Granted, since 9/11 the world as most Americans knew it turned completely upside down, and it has remained an unsteady time for all of us. Some Americans have become so desensitized to fear they don’t realize their lives are tightly wound in a chronic state of panic.
Another example of how we turn a blind eye to reason is the gun violence that has literally riddled our society, not just with bullets, but with terror.
Consider this: In the United States, every time a plane goes down or a train derails and crashes and American lives are lost, our transportation and safety authority’s act very quickly. They launch full investigations and do everything in their power to prevent the accident from happening again. They leave no stone unturned, and the search for answers often goes on for months, or even years.  

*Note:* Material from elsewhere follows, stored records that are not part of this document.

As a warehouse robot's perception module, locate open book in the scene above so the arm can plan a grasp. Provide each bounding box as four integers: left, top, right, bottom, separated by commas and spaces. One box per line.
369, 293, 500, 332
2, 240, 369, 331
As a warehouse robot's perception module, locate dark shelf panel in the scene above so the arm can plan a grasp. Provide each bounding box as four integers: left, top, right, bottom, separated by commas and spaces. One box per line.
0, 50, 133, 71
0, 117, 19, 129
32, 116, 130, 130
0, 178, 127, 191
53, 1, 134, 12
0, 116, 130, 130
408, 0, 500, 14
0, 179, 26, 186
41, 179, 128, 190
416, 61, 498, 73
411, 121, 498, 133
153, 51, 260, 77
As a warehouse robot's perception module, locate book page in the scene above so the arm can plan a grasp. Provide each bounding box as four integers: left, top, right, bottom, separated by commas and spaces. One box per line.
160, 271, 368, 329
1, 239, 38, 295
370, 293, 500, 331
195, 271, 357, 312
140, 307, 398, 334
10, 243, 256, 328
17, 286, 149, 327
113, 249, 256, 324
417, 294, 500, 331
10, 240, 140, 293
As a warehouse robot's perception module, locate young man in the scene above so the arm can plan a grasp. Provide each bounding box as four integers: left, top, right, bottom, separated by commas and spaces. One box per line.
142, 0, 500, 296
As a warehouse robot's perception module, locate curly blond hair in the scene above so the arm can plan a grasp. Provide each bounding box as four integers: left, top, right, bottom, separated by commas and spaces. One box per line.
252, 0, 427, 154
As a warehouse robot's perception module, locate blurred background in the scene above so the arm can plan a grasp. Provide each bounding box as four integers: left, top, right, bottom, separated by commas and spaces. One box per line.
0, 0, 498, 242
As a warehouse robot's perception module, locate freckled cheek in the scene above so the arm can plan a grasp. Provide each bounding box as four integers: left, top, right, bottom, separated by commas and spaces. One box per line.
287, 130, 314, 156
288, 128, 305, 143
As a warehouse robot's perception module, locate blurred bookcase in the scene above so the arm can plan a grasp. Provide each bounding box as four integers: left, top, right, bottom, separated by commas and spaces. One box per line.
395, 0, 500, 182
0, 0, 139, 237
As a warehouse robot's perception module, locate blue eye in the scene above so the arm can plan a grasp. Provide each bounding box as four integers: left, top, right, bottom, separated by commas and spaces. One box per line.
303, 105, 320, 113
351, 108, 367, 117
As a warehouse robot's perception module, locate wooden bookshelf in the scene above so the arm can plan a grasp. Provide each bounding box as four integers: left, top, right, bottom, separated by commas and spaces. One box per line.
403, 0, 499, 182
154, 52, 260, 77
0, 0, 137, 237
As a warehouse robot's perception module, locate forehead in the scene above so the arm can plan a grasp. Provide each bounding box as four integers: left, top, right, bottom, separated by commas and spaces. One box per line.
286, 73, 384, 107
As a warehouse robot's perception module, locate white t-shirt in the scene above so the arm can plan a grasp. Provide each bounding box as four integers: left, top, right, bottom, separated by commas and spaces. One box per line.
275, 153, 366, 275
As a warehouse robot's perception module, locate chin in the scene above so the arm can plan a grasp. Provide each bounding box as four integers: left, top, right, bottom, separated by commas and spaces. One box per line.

But when yet another mass shooting occurs — at a school, a theater, a concert, a synagogue — rather than taking action, we freeze and remain paralyzed in shock. Instead of applying concrete solutions, we send our thoughts and prayers. Of course condolences are kind, but they are also too easy to accomplish than applying intelligence and data to systematically minimize the chances of similar tragedies occurring in the future.
We also make the choice — another easy out — to place responsibility of these tragedies on the mentally ill, including the recent mass shootings in Thousand Oaks, California, and Pittsburg, Pennsylvania. We conveniently scapegoat the mentally ill, further stigmatizing an entire population who are already at a societal disadvantage. We put a Band-Aid over the problem for a few days until the wound disappears, and time and time again, we refuse to recognize the obvious: That this is no surface wound. It’s an open, oozing infection that remains and grows. But, at least it appears that we have taken some action to solve the problem.
It’s also ironic that we, as a nation that largely ignores, delegitimizes and under-funds mental illness, conveniently draw it into the national spotlight when it’s time to find someone or something to blame other than ourselves and our outdated laws.
Let’s look at how fear makes us respond in this case: Obviously, the fear of losing our 2nd Amendment rights is problematic and palpable to many. But the real reason we are so terrified to face facts is that if we let our guard down just a bit, other rights will be taken from us. This cognitive distortion is called catastrophic thinking — jumping to conclusions and assuming you know the outcome of something without relevant and solid facts to support it. It’s another standard, habitual human defense mechanism motivated by panic, and it’s the reason why the rational pleas for gun reform are consistently ignored.  
But despite the numbers, fear continues to win and nothing changes. Maybe America needs therapy! Think about it.